Governments are talking about—or have announced—plans to give citizens free money to offset the dramatically rising energy bills. But think that through…
Largesse during the pandemic is a primary reason we have runaway inflation today. Now, we have Western central banks all over the world hiking interest rates to tame inflation…while at the same time governments want to helicopter drop more bags of cash.
Central bankers are fighting the fire in the front of the house, while government is opening the natural gas lines feeding the fire in the kitchen.
And speaking of central banks…our Federal Reserve has lost the plot and is so blinkered by its desire to avoid the 1970s that it’s leading America and the world back toward the 1930s.
The Fed continues to push for aggressive rate hikes, and if that keeps going you can bet we’re going to see a violent global recession…or worse. Bankruptcies are coming. Businesses are going to close.
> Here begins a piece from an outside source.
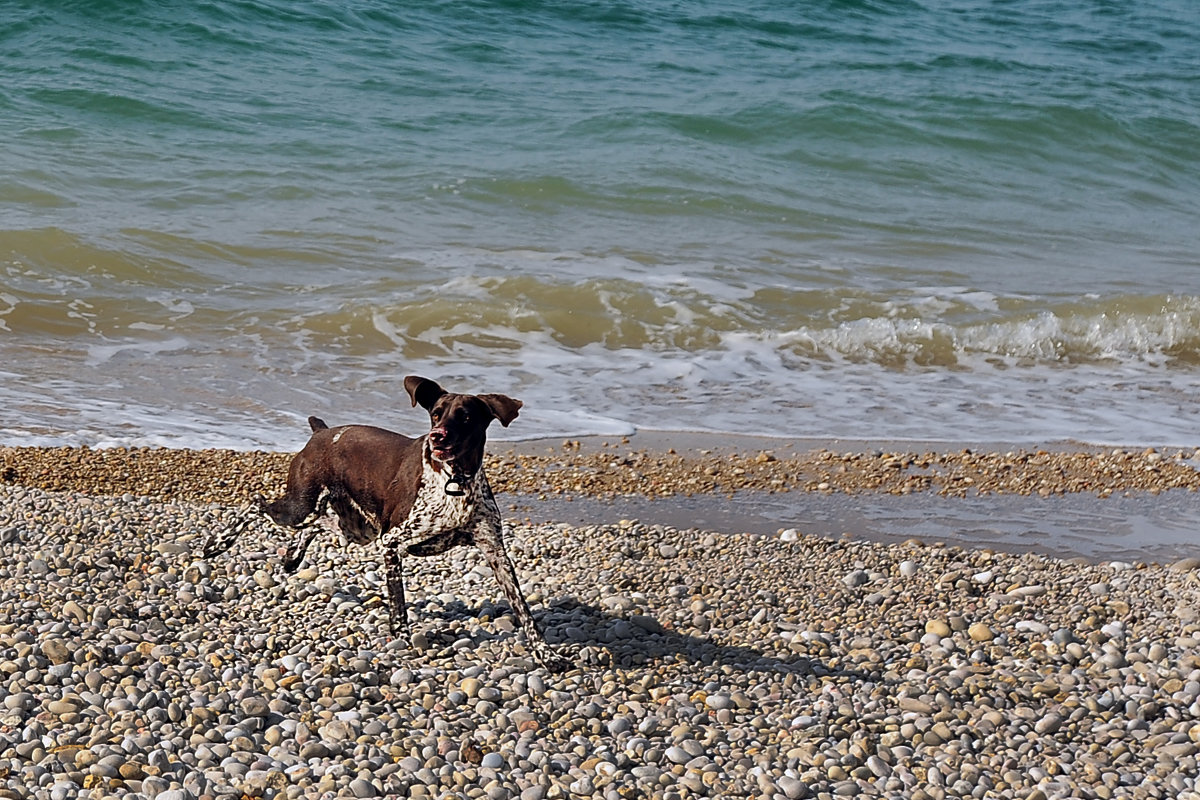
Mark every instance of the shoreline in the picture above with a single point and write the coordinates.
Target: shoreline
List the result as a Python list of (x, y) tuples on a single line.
[(702, 665), (1067, 500), (789, 667)]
Jobs are going to be lost in stupefying numbers.
Home values are going to fall another 30% to 50%. Jobless homeowners are going to be mailing on their keys as they did in 2008 and walking away from homes that they can’t afford and which suddenly have negative equity.
And banks are going to fail…which gets us right back to what’s happening right now with Credit Suisse and Deutsche Bank.
I hope every sentence you’ve read to this point is 100% wrong. I hope you send me an email months from now saying, “Well, Jeff, that didn’t age well, did it?”
I really hope the Fed bankers realize they are fomenting a disaster on a global scale.
I have some hope that’s true because of a story last week. Charles Evans, president of the Fed’s Chicago branch, said he’s nervous the Fed has gone too far, too fast with interest rate hikes. I mean, one Fed banker might just be a hiccup in a hurricane. But maybe J. Powell and the Rate Jockeys heed the message of one of their own…or at the very least realize they absolutely must take their foot off the accelerator, lest they cause two global banks to collapse, which will unleash a domino chain of nastiness on the global economy.
If not…if the Fed keeps blindly driving this jalopy toward the cliff that is imminent to everyone with two brain cells to rub together…then a global banking crisis will descend upon us.
Banks could very well close in a banking holiday. The U.S. banking system was shut down in 1933 amid a bank run in the Great Depression. So, this is not unprecedented.
It’s predictable because the government will need time to sort the mess the Federal Reserve is creating.
If this dour image does come to pass, you’re going want access to liquidity since online purchases, ATMs, debits cards, etc. are not likely to work. ATMs that are available will quickly run dry. So, I’d have some cash on hand.
I’d also want gold and bitcoin. I’m not sure which one will do best. So I want both.
If nothing else, bitcoin can be used for purchases…although I suspect in a global banking crisis caused by government debt and interest rates, a larger percentage of the world population is going to realize the future is finance that is not beholden to fallible men and women who have proven for nearly a century now that they’re ability to read the economy is about as accurate as a carnival tarot-card reader’s ability to predict your future.
Again, let me reiterate that I hope this column has been written in vain…that the Fed engineers its way out of this dilemma it has created for itself and, now, the world.
I hope the Fed announces very quickly that it has done enough and that it now will take a break from raising rates for several months to let the impacts of its rate hikes filter through the economy and for the economy to catch up.
That would be the prudent path forward.
Alas, prudence has never been a character trait of the modern Fed.
Good luck. And stay safe out there if the financial storm hits.